В словах Воробьева, Дорофеева, Ващенко, Севастьянова, Мякишева слышалось уважение, даже зависть. А мы, сосунки, по определению Мякишева, мы не знали, как отнестись к событию, к самому Ланину. И Коля, и я, и Фролов, и Феофанов — все мы сошлись на одном: я б не мог ни утопиться, ни выстрелить в висок, ни отравиться ядом, ни тем более так вот удавиться. Значит, он сильнее, мужественнее, решительнее нас, он смог.
— То, что вы говорите, ложь, самоутешение! — Зимин сидел на нарах, свесив ноги. Очки его поблескивали. — Поступок прежде всего непоправимый: жизнь человеку дается единственный раз. Еще Наполеон говорил: самоубийца может пожалеть себя в воскресенье, когда будет уже поздно, ведь он убил себя в субботу. По отношению к себе обидно, по отношению к близким, даже по отношению к нам, мыкавшим общее с ним горе, обидно.

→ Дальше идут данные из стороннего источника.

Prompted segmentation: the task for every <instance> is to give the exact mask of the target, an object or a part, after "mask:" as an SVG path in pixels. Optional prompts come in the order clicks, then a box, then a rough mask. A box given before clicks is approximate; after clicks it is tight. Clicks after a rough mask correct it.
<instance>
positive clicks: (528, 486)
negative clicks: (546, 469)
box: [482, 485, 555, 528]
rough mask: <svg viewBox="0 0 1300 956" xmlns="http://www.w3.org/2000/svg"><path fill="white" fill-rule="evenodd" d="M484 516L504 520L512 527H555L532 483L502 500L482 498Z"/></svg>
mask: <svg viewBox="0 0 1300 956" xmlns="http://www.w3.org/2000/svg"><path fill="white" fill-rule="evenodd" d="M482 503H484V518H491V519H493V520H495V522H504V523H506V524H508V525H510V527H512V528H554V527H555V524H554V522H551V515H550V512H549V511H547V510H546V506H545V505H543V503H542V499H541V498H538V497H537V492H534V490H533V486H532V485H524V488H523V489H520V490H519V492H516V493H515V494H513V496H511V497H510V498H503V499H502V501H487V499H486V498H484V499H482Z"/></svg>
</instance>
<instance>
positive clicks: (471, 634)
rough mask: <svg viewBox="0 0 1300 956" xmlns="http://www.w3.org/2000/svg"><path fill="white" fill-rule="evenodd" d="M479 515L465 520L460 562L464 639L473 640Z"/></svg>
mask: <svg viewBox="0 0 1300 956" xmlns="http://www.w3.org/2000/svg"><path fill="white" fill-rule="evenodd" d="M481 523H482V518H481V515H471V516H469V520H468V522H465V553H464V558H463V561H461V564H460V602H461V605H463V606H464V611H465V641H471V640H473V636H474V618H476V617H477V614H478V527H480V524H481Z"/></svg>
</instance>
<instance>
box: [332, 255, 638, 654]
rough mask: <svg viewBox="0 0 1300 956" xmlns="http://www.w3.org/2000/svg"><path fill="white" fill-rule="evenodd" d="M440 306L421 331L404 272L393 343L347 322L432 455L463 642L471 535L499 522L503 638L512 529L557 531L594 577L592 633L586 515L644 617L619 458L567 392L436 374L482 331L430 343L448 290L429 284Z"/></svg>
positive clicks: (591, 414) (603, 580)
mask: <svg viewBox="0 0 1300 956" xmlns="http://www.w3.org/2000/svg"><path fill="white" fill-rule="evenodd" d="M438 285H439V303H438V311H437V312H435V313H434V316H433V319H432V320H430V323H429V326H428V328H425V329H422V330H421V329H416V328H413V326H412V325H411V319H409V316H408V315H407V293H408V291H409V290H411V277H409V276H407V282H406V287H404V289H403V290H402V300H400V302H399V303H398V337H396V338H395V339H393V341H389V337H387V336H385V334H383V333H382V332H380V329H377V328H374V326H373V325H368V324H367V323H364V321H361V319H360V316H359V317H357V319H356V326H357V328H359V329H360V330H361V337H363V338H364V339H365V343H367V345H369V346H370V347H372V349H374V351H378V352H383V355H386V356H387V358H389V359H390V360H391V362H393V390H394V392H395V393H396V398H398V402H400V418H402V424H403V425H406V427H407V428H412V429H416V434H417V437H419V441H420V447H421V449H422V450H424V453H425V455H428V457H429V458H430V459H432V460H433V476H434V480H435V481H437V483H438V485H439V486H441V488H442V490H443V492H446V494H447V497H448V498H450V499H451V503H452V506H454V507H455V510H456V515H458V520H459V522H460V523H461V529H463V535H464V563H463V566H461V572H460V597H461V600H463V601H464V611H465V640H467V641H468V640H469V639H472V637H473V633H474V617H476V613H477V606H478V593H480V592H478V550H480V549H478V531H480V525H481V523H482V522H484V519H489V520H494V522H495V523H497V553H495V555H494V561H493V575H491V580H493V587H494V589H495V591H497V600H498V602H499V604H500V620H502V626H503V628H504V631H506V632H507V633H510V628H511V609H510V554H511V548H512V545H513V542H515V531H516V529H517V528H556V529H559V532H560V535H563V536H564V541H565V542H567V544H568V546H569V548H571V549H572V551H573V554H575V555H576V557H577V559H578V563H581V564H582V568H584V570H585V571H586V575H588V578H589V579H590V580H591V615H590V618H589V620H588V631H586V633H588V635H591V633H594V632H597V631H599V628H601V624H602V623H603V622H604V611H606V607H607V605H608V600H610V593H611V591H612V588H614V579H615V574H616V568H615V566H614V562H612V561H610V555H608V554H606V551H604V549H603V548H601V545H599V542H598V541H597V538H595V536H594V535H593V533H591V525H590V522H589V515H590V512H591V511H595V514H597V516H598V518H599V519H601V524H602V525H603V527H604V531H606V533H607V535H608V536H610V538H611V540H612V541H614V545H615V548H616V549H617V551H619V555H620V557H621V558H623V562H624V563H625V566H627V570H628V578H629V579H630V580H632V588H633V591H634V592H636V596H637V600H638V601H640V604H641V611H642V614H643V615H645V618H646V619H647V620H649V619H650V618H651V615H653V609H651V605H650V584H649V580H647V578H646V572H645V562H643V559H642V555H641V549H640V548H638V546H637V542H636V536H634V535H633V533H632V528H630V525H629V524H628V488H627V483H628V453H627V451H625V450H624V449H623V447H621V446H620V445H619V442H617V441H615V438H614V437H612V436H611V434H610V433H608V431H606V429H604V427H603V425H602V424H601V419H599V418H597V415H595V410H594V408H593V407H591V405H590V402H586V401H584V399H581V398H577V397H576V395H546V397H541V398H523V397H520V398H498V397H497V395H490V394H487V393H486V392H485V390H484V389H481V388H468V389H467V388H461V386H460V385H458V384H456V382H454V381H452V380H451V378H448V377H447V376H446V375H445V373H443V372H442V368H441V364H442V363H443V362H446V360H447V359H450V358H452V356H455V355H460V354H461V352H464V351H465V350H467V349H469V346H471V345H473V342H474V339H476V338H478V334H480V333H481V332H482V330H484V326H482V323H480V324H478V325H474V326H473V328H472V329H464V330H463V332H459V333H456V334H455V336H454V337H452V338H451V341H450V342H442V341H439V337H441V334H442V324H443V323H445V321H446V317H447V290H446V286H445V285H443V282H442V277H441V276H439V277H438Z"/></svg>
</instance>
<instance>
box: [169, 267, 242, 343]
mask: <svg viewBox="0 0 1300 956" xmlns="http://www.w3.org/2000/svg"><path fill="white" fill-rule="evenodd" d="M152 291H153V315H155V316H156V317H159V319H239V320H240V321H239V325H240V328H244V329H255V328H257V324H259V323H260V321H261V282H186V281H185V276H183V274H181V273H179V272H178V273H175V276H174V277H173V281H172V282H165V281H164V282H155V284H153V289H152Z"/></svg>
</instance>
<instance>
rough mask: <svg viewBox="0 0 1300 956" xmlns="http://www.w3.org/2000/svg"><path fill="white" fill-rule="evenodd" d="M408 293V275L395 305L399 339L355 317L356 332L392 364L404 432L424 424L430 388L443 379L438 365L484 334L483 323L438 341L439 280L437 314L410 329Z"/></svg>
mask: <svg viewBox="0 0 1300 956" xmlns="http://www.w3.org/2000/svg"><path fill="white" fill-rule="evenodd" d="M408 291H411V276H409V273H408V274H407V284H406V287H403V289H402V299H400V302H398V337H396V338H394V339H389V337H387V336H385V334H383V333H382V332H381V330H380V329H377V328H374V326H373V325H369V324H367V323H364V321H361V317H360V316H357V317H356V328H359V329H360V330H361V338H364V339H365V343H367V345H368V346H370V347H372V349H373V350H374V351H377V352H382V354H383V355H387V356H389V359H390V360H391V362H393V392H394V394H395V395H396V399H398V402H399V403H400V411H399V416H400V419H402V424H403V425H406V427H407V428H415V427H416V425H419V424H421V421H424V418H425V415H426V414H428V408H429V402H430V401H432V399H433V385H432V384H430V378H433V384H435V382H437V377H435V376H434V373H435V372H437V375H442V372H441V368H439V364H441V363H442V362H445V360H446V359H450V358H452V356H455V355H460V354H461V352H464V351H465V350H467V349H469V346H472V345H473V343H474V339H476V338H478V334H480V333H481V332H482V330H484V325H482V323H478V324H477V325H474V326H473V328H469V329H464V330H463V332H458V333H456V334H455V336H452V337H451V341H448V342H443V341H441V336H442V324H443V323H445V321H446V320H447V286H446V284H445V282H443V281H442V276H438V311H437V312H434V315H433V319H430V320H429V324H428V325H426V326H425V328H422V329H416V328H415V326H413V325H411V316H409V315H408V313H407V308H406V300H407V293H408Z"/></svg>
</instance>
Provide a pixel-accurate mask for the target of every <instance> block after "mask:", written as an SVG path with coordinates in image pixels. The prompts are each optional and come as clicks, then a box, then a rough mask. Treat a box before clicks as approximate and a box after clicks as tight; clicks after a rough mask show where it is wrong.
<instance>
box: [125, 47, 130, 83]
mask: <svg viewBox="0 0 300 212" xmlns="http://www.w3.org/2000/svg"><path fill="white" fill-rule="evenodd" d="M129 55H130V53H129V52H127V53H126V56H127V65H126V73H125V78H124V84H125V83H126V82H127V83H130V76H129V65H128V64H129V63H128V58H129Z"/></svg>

— Плевал он на всех! — с удовольствием выкрикнул Воробьев и, высунувшись из-под нар, смачно сплюнул.
— Да, наплевал на всех, на всех и на самого себя. Так может поступить человек только в минуту душевного разлада. Жизни жаждет даже умирающий от ран.
— В нашей-то муке чего ради жаждать жизни?
— Ложь, Дорофеев. Всегда в человеке сидит жажда жизни и борьбы. Удержи Ланина в тот момент сильная, твердая рука — и беды не случилось бы, он устоял бы на краю обрыва.
— Что же ты не помог, твердая, сильная рука? — грубо и насмешливо спросил Воробьев. Зимин не поддержал пикировку:
— Я жалею, что не помог. Если б знать, что он задумал! Вчера я не зря подошел к нему. Меня смутила эта история с шубой. Он не мог так просто затеять вторично спектакль с обменом. Надо было не отступаться, проявить упорство. Не оказалось рядом надежной товарищеской руки, не оказалось…
В вагоне стало тихо, так тихо, как никогда. Даже прекратились скрипы рессор, лязганье колес, будто вагон сам вдруг замер, прислушиваясь.
— Прости нас, грешных, — проныл Севастьянов.
— Чтобы вы ни говорили, на кого бы ни ссылались, на бога ли, на черта ли, на докторов, я скажу: молодец! — упрямо и громко заявил Воробьев. — Нечего жалеть его, лучше пожалей нас. Я его уважаю, вот и все.
— Наверное, он был достоин уважения, — так же тихо и сердечно продолжил Зимин. — Вот вы, Дорофеев, и вы, Воробьев, шумите: жизнь, мол, наша ничего не стоит, а сами знаете, что порвать с ней невозможно. Есть другой выход: жить. Ради чего-то жил Ланин до ареста, чего-то хотел? Взял и все оборвал. Если тебя несправедливо обидели, изо всех сил доказывай свою правоту. У него, наверное, дети, как он не вспомнил о них? Если тебя жжет ощущение вины, думай, как оправдаться. Наберись сил и терпения и живи, черт побери! Ланин на все махнул рукой. Почему он не доверился нам? Мы ведь ему не враги. «Оставьте меня в покое». Оттолкнул меня, боялся, что я удержу его.
Павел Матвеевич говорил с волнением и очень твердо. Горечь и обида звучали в его мыслях вслух. Ни Воробьев, ни Дорофеев, ни Севастьянов больше уже не перебивали Зимина воплями и руганью. До меня вдруг дошло: Зимин хочет во что бы то ни стало рассеять подавленность и упадок. Никто не двигался, никто не кричал — все ждали еще чего-то от Зимина. Помолчав, он опять заговорил:
— Представьте себе, Воробьев, вчера ваш сосед Ланин заводит с вами разговор, просит совета: кончить ему волынку или еще потерпеть? Прыгнуть с обрыва или отойти? Он вас спрашивает, что вы ему скажете? Неужели посоветуете плюнуть на все?
Снова к нам в вагон вползла тишина. Воробьев молчал и, видимо, чувствовал — ждут его ответа.
— Что же вы молчите, Воробьев? — торопил Зимин.
— Эх, комиссар! Я вижу, ты считаешь меня за последнюю сволочь, — Воробьев, явно возмущенный, зашелся в длительной матерщине. Передохнув, он сказал: — Вот если б ты попросил у меня совета, я б не задумался ни на минуту, я б тебе сказал: давай прыгай!
Словно вздохнули разом всем вагоном. А затем дружно рассмеялись.